– Мамочка, не надо… не надо, мамочка. Не плачь… мамочка, не умирай… пожалуйста… не умирай!
Застав такую картину, хозяйка растерялась.
– Свалились на мою голову, – пробормотала она смущенно. – Нечего на жалость давить… Все равно ничего не дам!
Мама гордо выпрямилась.
– Я не прошу подаяния. Вот, возьмите. Больше мне нечего вам предложить. Остальное немцы отобрали.
Она достала из укромного местечка сверточек и бережно развернула его. В нем оказалось обручальное кольцо; все, что осталось нам от отца, погибшего в первый месяц войны. Я часто видела, как мама смотрит на него со слезами на глазах, как что-то шепчет, целуя. Я знала, как оно дорого ей, но тем не менее мама, чтобы накормить нас, решилась расстаться с ним.
Взяв кольцо и повертев его в руке, женщина хмыкнула и удалилась. Вскоре она появилась, неся в руках две буханки хлеба, шмат сала и четыре яйца. От такого изобилия у меня закружилась голова, и я села на лавку. Накормив и напоив нас кипятком, хозяйка сказала:
– Во дворе стоят сани, можешь взять их.
– Я не могу.
– Можешь… не для тебя стараюсь, для детей. Малышка не дойдет сама, а на руках ее нести… еще уронишь по пути. Да и старшенькая на ногах еле стоит. А до города идти и идти… Ладно, давайте, собирайтесь.
Благословив нас, женщина с тоской поглядела нам вслед.

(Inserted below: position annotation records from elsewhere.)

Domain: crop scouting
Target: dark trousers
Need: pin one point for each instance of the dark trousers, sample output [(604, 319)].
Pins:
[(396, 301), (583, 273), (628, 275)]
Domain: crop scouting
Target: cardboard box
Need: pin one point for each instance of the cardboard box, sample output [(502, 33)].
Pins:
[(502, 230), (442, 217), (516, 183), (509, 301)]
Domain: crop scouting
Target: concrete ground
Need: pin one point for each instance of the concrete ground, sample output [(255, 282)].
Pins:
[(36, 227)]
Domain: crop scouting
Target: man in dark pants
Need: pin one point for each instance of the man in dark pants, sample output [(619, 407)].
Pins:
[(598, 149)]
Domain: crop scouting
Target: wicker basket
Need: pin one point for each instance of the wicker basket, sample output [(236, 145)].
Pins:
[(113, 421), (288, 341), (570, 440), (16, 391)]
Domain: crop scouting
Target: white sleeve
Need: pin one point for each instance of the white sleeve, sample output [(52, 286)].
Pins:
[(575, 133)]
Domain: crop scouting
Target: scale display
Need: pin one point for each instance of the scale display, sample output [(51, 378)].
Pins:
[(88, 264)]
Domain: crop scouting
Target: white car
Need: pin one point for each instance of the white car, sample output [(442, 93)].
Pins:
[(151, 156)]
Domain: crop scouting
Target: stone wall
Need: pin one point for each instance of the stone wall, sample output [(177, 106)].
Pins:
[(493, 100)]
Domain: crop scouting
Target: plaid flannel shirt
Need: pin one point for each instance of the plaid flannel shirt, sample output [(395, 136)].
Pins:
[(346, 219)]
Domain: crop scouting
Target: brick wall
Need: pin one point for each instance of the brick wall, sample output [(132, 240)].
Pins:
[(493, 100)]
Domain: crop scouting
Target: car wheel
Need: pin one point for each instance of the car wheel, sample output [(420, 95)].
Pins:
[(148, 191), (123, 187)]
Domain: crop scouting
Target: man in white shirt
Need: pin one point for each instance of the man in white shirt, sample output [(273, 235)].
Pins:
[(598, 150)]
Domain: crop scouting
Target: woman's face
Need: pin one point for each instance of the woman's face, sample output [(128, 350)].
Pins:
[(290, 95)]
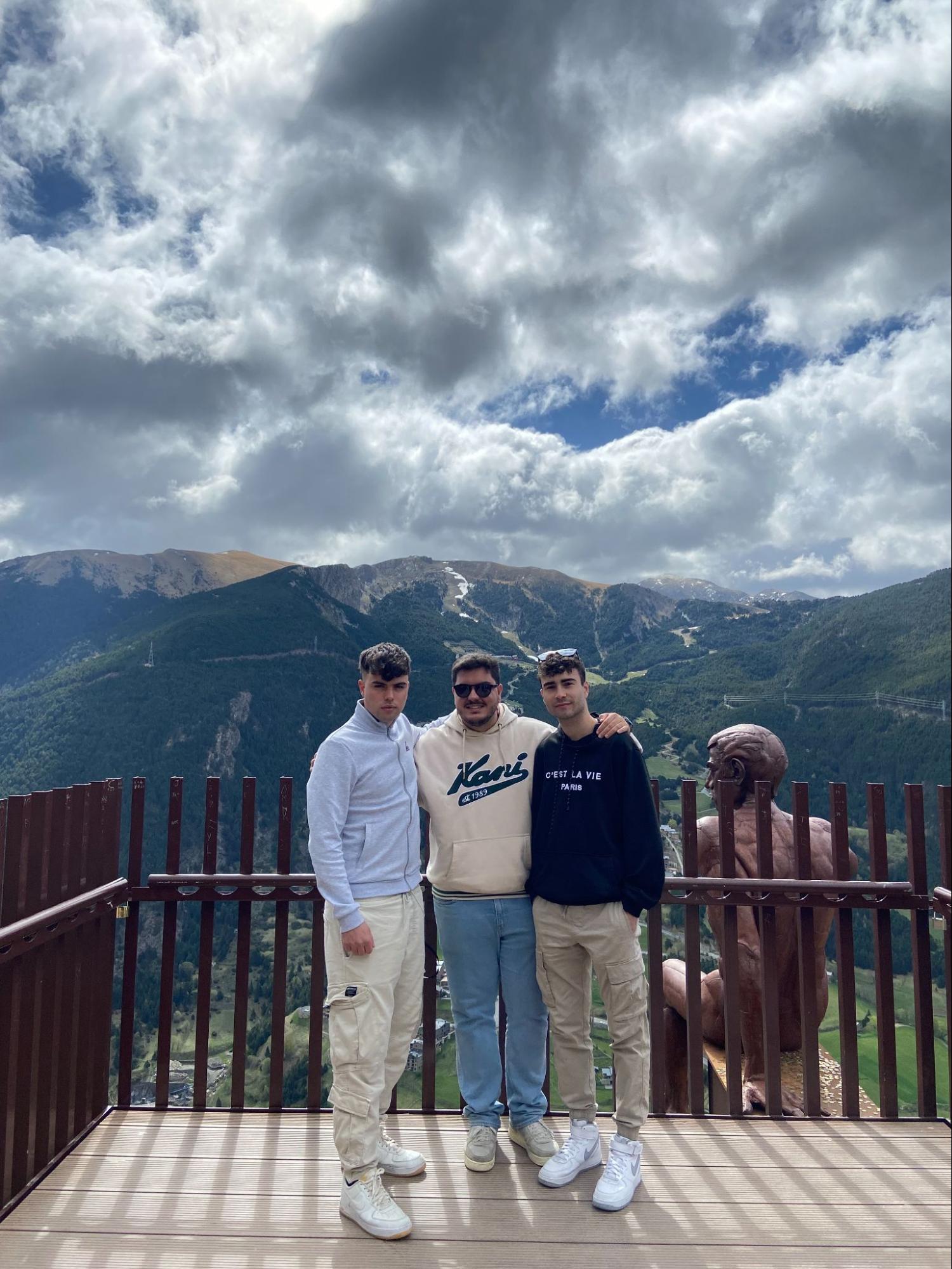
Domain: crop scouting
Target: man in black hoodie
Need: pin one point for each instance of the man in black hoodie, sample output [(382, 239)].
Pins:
[(597, 863)]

– Бедные вы, бедные. В чем душа-то теплится? Эх, не дойти вам. Мои-то хоть в родной земле похоронены. А вы? Сгинете на чужбинушке. Никто и не узнает, где могилка… Вот судьба, так судьба.
Опустив голову и горестно вздохнув, она вернулась в дом. После войны я пыталась найти ее, чтобы отблагодарить за наше спасение, но местные жители сказали, что ее расстреляли немцы через полгода после нашего ухода из-за связи с партизанами, которых женщина поддерживала после гибели сыновей…
3
Мы медленно двигались в сторону города Гдова. Мама чувствовала себя очень плохо, поэтому еле тащила санки, на которых сидела Варюшка, вцепившаяся в котомку с остатками еды. К полудню мы все же добрели до города. На площади была тьма народа. Окруженные вооруженной охраной, надломленные и измученные длительным переходом, люди в толпе выглядели одинаково серыми и истощенными.
– Мамочка, как много народа, – прошептала я, прижавшись к ее ногам. – Мне страшно.
– Ничего не бойся. Мы вместе, – бесцветным голосом произнесла она и вдруг осела.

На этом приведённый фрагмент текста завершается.